I am comforted by the thought that Paul was a man like I am. Nothing in Paul could explain his success—except God! The NT doesn’t give us any descriptions of Paul’s appearance, but by inference Paul wasn’t much to look at and he didn’t cut an impressive figure in the pulpit.
We need the power of the Holy Spirit that will take our feeble human words and fill them with supernatural power. When that happens, lives will be radically changed.
3. His Motive v. 5
Note the striking contrast—the wisdom of men versus the power of God. If you build on one, you cannot have the other. Ministries built on human personality do not last. Wilro Park is not “William’s church,” and you are not my disciples. You may follow me and listen to me and look to me for guidance, but in the end this church belongs to Jesus Christ.
It’s dangerous to build your faith on men because pastors come and go. I am destined to retire myself one day. I say that without any sense of frustration. That’s just the way it is.
Build Your Life on Jesus Christ
It is good and even vital to love and respect your spiritual leaders, but you must not build your whole spiritual life around them. Build your life on Jesus Christ. He will still be here after all the pastors have come and gone.
This was Paul’s strategy and it ought to be ours as well: Take the Word of God. Preach it accurately. Pray for the power of God to bless the Word of God. Trust God for changed lives as a result.

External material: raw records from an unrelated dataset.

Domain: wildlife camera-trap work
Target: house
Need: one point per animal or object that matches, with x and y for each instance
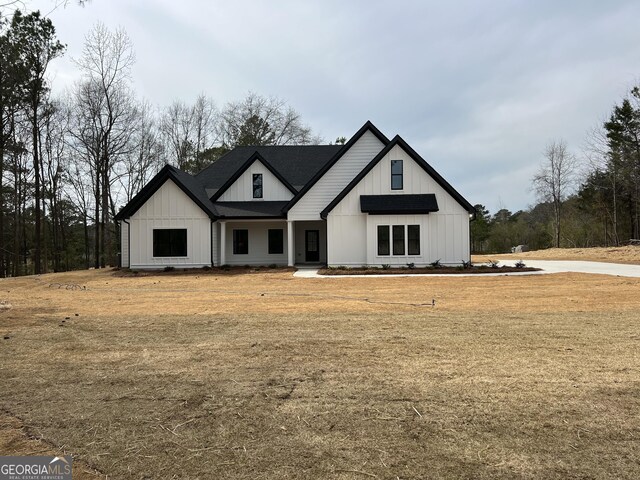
(371, 201)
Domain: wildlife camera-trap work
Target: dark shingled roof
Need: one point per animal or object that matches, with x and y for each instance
(296, 163)
(398, 204)
(250, 209)
(188, 184)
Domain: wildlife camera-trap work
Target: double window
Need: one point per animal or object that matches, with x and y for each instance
(257, 185)
(397, 182)
(169, 242)
(399, 239)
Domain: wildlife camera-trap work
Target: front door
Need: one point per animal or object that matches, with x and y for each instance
(312, 245)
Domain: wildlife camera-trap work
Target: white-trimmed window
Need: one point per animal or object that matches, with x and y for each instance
(169, 242)
(398, 240)
(241, 242)
(257, 185)
(397, 180)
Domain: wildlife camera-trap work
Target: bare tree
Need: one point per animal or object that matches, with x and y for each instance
(554, 180)
(109, 115)
(259, 120)
(189, 131)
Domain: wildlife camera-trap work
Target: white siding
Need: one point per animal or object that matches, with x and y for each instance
(242, 189)
(170, 207)
(258, 243)
(444, 235)
(338, 177)
(124, 244)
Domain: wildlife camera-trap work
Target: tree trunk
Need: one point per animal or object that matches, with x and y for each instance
(36, 167)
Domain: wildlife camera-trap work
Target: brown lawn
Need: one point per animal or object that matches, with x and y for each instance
(625, 254)
(262, 375)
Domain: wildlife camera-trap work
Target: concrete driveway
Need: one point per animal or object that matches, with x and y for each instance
(547, 266)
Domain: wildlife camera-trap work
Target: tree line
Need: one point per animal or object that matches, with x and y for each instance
(68, 162)
(586, 200)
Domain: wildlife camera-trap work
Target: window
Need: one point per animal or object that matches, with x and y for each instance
(383, 240)
(257, 185)
(240, 242)
(413, 239)
(170, 242)
(398, 239)
(396, 175)
(276, 241)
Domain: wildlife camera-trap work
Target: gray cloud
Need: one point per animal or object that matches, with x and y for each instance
(478, 88)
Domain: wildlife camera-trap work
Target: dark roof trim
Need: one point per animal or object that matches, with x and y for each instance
(167, 172)
(397, 140)
(252, 159)
(399, 204)
(367, 127)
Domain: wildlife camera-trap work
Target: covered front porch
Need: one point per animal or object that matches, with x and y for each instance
(268, 241)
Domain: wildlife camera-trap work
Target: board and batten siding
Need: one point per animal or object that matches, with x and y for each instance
(336, 178)
(242, 189)
(124, 244)
(352, 235)
(170, 207)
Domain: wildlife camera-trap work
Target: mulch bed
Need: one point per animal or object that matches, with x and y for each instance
(424, 270)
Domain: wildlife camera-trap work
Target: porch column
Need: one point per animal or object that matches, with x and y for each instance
(290, 246)
(223, 243)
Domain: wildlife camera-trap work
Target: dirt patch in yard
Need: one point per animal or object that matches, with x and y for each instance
(271, 376)
(626, 254)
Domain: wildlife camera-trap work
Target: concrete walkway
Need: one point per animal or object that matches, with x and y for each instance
(547, 266)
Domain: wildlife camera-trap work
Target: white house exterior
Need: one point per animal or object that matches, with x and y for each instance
(373, 201)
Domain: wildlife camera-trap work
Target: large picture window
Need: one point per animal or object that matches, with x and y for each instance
(257, 185)
(398, 239)
(240, 242)
(169, 242)
(396, 175)
(383, 240)
(413, 239)
(276, 241)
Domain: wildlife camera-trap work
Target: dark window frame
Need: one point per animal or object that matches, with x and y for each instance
(275, 237)
(397, 177)
(398, 241)
(384, 244)
(240, 245)
(170, 242)
(258, 188)
(413, 244)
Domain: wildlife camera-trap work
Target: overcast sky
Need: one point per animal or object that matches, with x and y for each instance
(478, 88)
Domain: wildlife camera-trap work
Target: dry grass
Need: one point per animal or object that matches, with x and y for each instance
(267, 376)
(625, 254)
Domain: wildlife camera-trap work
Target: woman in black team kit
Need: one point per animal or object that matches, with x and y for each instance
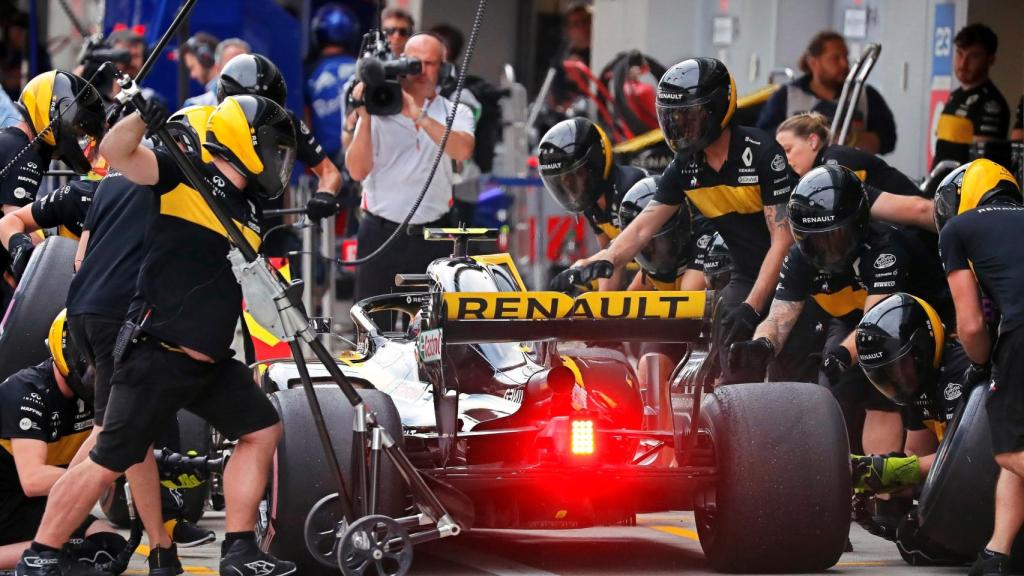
(893, 197)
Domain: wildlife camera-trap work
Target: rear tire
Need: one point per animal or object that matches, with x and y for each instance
(301, 477)
(41, 294)
(782, 500)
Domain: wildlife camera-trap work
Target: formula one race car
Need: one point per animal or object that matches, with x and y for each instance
(512, 426)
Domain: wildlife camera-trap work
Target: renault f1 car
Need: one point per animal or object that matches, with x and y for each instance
(518, 425)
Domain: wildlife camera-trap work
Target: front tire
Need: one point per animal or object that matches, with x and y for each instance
(782, 499)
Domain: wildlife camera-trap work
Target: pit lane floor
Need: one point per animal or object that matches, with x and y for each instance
(663, 543)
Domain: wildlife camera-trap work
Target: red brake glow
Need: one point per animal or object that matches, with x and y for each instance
(583, 438)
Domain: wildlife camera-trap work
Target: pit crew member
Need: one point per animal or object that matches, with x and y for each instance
(735, 176)
(175, 346)
(45, 415)
(847, 264)
(980, 218)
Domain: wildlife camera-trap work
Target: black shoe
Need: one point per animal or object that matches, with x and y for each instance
(164, 562)
(53, 564)
(186, 534)
(988, 564)
(243, 558)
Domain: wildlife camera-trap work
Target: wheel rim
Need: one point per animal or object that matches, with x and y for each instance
(377, 542)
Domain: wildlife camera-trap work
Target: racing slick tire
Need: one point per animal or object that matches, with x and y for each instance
(957, 501)
(300, 476)
(781, 503)
(195, 435)
(40, 296)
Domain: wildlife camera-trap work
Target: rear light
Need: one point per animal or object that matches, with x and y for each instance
(583, 438)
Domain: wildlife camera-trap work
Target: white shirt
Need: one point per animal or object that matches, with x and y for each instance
(402, 156)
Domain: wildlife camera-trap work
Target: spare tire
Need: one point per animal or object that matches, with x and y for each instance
(300, 476)
(41, 294)
(957, 501)
(781, 502)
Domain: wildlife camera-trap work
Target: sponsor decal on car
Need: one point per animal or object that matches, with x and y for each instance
(429, 344)
(592, 305)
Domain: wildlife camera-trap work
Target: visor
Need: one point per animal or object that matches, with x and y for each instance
(666, 253)
(828, 250)
(276, 152)
(576, 188)
(686, 126)
(898, 379)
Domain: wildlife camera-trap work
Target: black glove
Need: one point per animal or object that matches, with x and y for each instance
(154, 114)
(573, 278)
(738, 324)
(751, 355)
(835, 362)
(976, 374)
(322, 205)
(19, 247)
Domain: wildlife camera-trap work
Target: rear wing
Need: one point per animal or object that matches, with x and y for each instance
(514, 317)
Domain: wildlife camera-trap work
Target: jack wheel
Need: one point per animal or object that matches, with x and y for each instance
(375, 541)
(323, 530)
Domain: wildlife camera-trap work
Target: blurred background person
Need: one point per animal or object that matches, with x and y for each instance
(825, 65)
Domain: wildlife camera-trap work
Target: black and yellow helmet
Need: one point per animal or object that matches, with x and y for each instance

The Word of God, preached in the power of God, always results in lives changed by God. This was how the tiny band of believers turned the world upside down in the 1st century. The world has no answer to a life radically changed by Jesus Christ. The world may answer our arguments, but it cannot answer the power of God let loose in the human heart.
Only God can take a heart of stone and replace with a heart of flesh. Only he can give life in the place of death. He does it as his people faithfully preach the message of the cross. So we ask God to do it again in our day—to use us to preach the message of the cross wherever we go, and then to pour out his Spirit so that our preaching results in changed lives. Pray for this. Ask God to do it in your witness to others. Ask God to do it when the congregation gathers for worship.
The Jews said, “Show us a sign.” Paul said, “I give you the sign of the cross.” The Greeks said, “Show us wisdom.” Paul said, “I will show you Jesus, the very wisdom of God.” What the world needs is not reformation but true and lasting deliverance from sin. Such a deliverance can be found only in the cross. Where sin is the problem, the cross is God’s answer. For the Christian, there is only one foundation—Jesus Christ and him crucified. Build your life on that solid rock. Stand on that rock and it will take you safely home to heaven.
In a world of hurting people, to those who are angry and to those who are in despair, to those who have lost their way, to every man and woman, to every boy and girl, the church of Jesus Christ says to everyone who will listen, “Go to the cross and the cross will lead you home.” May we never be ashamed of the cross but preach it boldly as the only hope of the world. Amen.